NIE CHCIAŁ GRAĆ ZA MIEDZĄ
W pamięci pana Lecha pozostał także mecz, w którym nie padła żadna bramka. – Walczyliśmy z Kotwicą Kołobrzeg o awans. Kupiliśmy nawet szampany. Wystarczyło wygrać. Niestety, skończyło się bezbramkowym remisem. Wtedy rzadko zdarzało się, że u siebie nie wygrywaliśmy. Na początku meczu na nierównym boisku pękła mi torebka stawowa, a ja, nieświadomy urazu, grałem aż do końca pierwszej połowy. Dwa tygodnie chodziłem z nogą w gipsie. Gdy wróciłem do gry, w Wyczechach pękła mi kość śródstopia. Po miesiącu byłem już sprawny – mówi o swoich trudnych chwilach w karierze.
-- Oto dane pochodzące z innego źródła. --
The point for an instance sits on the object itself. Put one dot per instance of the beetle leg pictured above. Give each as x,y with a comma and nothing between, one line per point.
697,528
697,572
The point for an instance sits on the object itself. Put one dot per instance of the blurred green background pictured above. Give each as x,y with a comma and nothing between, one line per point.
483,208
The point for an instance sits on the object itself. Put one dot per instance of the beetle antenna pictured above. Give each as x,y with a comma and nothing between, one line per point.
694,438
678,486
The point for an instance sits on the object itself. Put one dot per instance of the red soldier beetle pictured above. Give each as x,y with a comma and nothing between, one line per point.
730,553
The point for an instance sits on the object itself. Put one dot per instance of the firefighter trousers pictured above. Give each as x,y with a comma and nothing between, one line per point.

Jednak to nie był ten najgorszy moment w jego piłkarskim życiu. W sezonie 1981/82 ówczesna Baszta Bytów po trzech meczach wycofała drużynę z rozgrywek. Większość piłkarzy wraz z trenerem Czesławem Karnickim przeszła do sąsiedniego Orkana Gostkowo, jednak wśród nich nie było supersnajpera z Bytowa. Choć tęsknił za graniem, nie dał się namówić. – Nie chciałem tam grać – ucina krótko.
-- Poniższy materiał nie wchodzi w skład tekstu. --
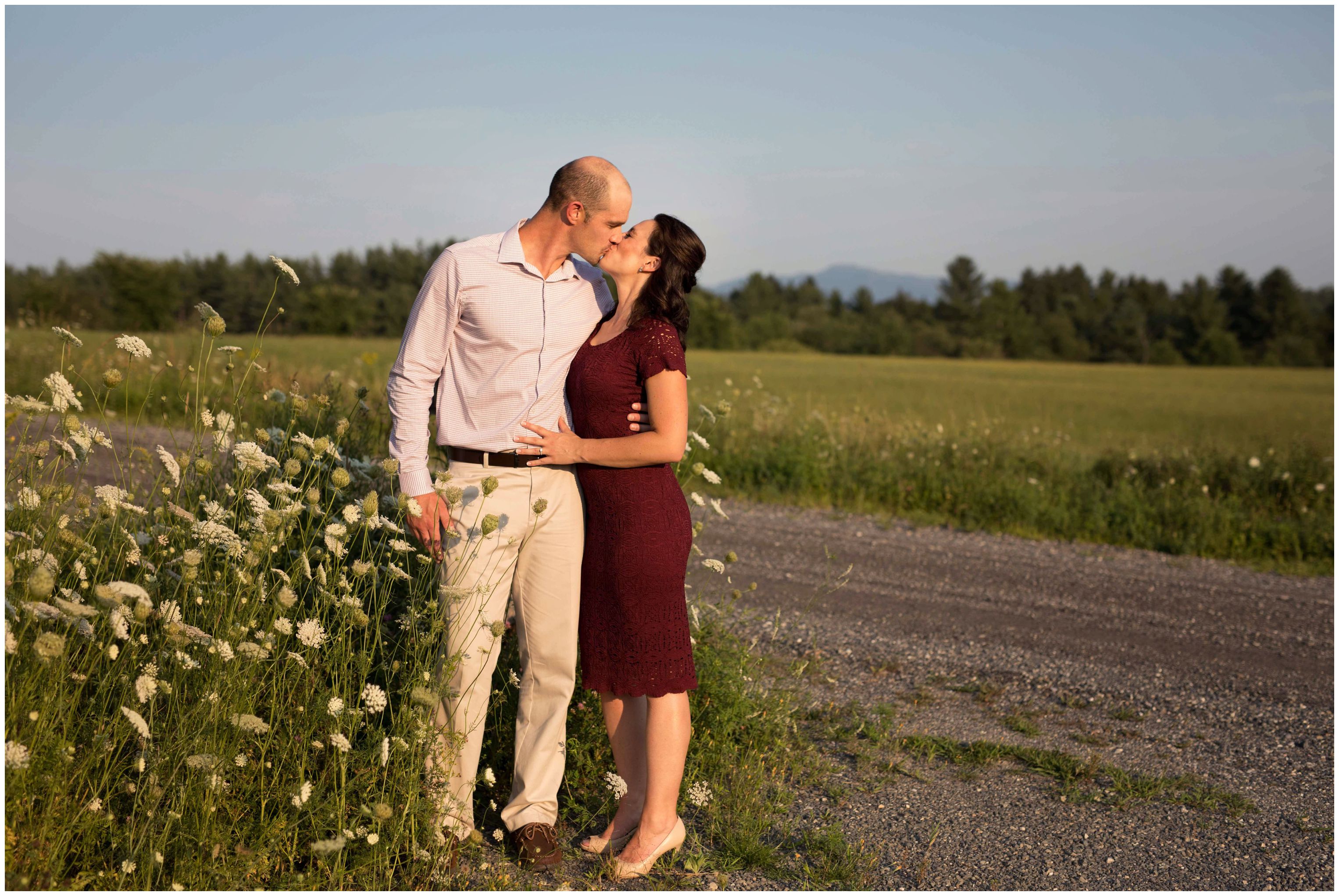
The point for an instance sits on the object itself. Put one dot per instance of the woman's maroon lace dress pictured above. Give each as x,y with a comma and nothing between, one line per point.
634,626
Baszta wróciła do gry w sezonie 1983/84, a wraz z nią L. Martusewicz. Nawet po trzydziestce zdobywał ponad 20 goli w sezonie. Skuteczność była wizytówką bytowskiego napastnika, aż do zawieszenia przez niego butów na kołku w 1986 r. – Zakończyłem karierę razem z Wojtkiem Chojnackim. Zastanawiałem się, czy trenować następców. Jednak żona mi mówiła, że wiele lat byłem jedynie gościem w domu… Przyszedł więc czas dla rodziny. Miała rację, bo jedyne mecze, jakie opuściłem, to ten w dniu mojego ślubu i kilka z powodu kontuzji. Na szczęście miałem ich niewiele. Dzisiaj zdrowie trochę szwankuje, lubię więc spędzać czas przy znaczkach pocztowych i na działce – kończy swoją piłkarską opowieść L. Martusewicz.
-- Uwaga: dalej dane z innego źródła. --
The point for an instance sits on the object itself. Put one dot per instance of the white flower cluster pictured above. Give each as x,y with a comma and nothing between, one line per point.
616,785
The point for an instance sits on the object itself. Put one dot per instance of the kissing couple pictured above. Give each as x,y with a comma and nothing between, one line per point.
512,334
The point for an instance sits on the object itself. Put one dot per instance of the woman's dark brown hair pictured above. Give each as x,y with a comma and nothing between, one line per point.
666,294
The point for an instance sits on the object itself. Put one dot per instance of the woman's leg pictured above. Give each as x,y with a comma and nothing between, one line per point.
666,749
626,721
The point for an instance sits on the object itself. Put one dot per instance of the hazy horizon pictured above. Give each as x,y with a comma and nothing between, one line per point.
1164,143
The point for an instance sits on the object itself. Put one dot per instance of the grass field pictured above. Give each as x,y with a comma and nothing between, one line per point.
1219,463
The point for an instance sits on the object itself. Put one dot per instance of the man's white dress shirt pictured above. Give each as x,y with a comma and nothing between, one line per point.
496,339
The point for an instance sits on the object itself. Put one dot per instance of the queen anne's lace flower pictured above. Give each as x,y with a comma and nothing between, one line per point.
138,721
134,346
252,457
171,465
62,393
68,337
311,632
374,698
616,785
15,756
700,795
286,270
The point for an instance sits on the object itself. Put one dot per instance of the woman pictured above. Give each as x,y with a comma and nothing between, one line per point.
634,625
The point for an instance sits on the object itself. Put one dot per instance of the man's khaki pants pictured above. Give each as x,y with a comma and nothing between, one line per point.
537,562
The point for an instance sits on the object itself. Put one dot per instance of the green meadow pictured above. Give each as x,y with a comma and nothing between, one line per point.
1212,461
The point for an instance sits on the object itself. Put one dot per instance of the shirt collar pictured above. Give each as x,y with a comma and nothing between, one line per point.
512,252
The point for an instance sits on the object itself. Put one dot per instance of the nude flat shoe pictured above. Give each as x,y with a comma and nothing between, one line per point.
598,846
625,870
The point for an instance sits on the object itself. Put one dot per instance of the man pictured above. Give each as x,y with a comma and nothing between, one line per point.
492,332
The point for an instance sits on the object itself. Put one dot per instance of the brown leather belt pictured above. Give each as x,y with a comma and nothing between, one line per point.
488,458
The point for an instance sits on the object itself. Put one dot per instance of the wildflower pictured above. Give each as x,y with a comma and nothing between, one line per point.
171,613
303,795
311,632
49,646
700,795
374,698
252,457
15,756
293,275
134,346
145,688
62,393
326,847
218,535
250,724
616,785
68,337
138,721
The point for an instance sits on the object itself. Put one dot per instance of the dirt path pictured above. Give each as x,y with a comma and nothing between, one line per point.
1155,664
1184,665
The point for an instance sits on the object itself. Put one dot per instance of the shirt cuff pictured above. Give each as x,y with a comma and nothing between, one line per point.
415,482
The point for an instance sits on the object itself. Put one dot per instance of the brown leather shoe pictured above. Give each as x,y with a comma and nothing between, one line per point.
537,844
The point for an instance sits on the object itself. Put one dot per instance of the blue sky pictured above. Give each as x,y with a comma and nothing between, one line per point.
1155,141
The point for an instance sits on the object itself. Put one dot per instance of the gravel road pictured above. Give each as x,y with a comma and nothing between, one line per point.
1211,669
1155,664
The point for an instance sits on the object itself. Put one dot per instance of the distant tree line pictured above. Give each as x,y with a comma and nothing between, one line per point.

W sumie w jego dorobku jako piłkarza bytowskiego klubu udokumentowano 132 gole. – To nie jest nawet połowa tego, co zdobyłem – zapewnia L. Martusewicz. Dziś, po latach, nie wiemy ile ich faktycznie było. Niestety, kiedyś nie prowadzono szczegółowej statystyki. Tylko dzięki trenerskim dziennikom Czesława Karnickiego i Kazimierza Dankiewicza posiadamy wiedzę, która daje piłkarski obraz minionych lat.
Bogdan Adamczyk
Foto: Zdjęcie wykonano podczas zimowego obozu Bytovii w pałacu w Jasieniu w 1975 r. Stoją od lewej: Eugeniusz Dalecki, Jan Świstak, Jan Karnicki, Jerzy Daszkiewicz, Ignacy Gostkowski, Lech Martusewicz, Czesław Karnicki. W środkowym rzędzie od lewej: ??, Zdzisław Gliczkowski, Jerzy Bieńkowski, Kazimierz Dankiewicz. W dolnym rzędzie od lewej: Roman Mydyn, Henryk Hinc.